Der Untertitel dieses Beitrags mag auf den ersten Blick erstaunen, denn wie gehen der Gott Israels als der Befreier aus dem Sklavenhaus Ägypten und der Sklavenhalter zusammen?[1] Tritt JHWH wirklich als Eigentümer von Sklaven in der Hebräischen Bibel auf?
Der Frankfurter Philosoph Christoph Menke kommt in seiner großen Monographie „Theorie der Befreiung“ aus dem Jahr 2022 zu genau diesem Ergebnis und leitet daraus die entscheidende Frage ab: „Die Beziehung zwischen Gott und Mensch ist eine Beziehung der Abhängigkeit, ja des Gehorsams, der Unterwerfung. Darauf richtet sich der Zweifel, dass die religiöse Beziehung – eben dadurch, also in Wahrheit – befreiend ist: Wie kann sich unterwerfen befreiend sein?“[2]
Der Befreiungsimpuls, den die Exodus-Erzählung und ihre vielfältigen Rezeptionen im Alten und Neuen Testament ausgelöst haben, soll nicht geleugnet werden. Im Gegenteil, er ist mit Nachdruck zu unterstreichen. Zugleich gilt, dass weder das jüdische Pessach noch das christliche Ostern für Sklavinnen und Sklaven wesentliche Besserungen oder gar die Entlassung in die Freiheit mit sich gebracht hätten. Die Vorstellung, dass das antike Judentum, die Frühkirche oder die mittelalterliche Theologie Vorreiter für die Abschaffung der Sklaverei gewesen wären, ist falsch und irrig.[3] Auch reicht die Aussage nicht aus, die Sklaverei sei ein kulturell- gesellschaftliches Faktum gewesen, gegen das die biblische Botschaft eben machtlos gewesen wäre. Diese Begründung greift viel zu kurz. Die biblischen Schriften waren nicht einfach machtlos gegenüber der konkreten Lebenswelt, denn der biblische Monotheismus ist das beste Beispiel für eine Durchbrechung bisher gültiger Normen und Praktiken in der antiken Umwelt. Die Sklaverei wurde nicht nur von außen, sondern auch von innen, von den biblischen Schriften selbst gestützt.
Die Sklaverei wurde von den biblischen Schriften selbst gestützt.
Der südafrikanische Neutestamentler und Patrologe Chris de Wet spricht von „doulology“, von einer gesamtbiblischen Weltsicht, welche die Hierarchie von Herrn und Sklavinnen und Sklaven legitimiert und perpetuiert.[4] Aber ist JHWH nicht der Gott der Errettung aus dem Sklavenhaus Ägypten, also der Begründer einer Gesellschaft der Befreiten und daher Freien?
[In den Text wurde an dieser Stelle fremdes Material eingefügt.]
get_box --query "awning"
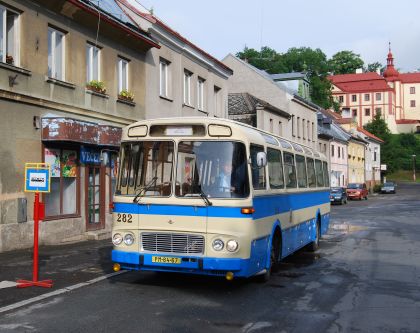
[42,117,122,147]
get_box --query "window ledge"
[159,95,174,102]
[45,76,76,89]
[0,62,32,76]
[85,88,109,99]
[117,98,136,106]
[182,103,195,109]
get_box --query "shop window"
[44,148,80,218]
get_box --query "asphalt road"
[0,184,420,333]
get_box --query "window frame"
[0,4,20,67]
[48,26,66,81]
[86,42,102,82]
[42,145,82,221]
[118,56,130,93]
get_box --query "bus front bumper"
[111,250,255,277]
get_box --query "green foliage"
[329,51,364,75]
[236,47,333,108]
[86,80,106,94]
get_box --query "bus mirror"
[257,151,267,168]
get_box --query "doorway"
[85,165,105,231]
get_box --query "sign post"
[16,163,53,288]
Die Historizität des Exodus aus Ägypten gehört zu den am meisten diskutierten Fragen der alttestamentlichen Wissenschaft. Letzte Gewissheiten sind nicht zu erreichen, wohl aber Wahrscheinlichkeiten auszumachen. So geht der Wiener Ägyptologe Manfred Bietak wie viele andere vor ihm davon aus, dass es um 1200 v. Chr. zu einer Fluchtbewegung von Proto-Israeliten gekommen ist, die im Nachhinein als göttliche Rettungstat interpretiert und weitergetragen wurde.[5] Die Exodus-Erzählung ist das Paradebeispiel für einen Mythos, der eine breite Gedächtnisspur in der Menschheitsgeschichte hinterlassen hat.[6]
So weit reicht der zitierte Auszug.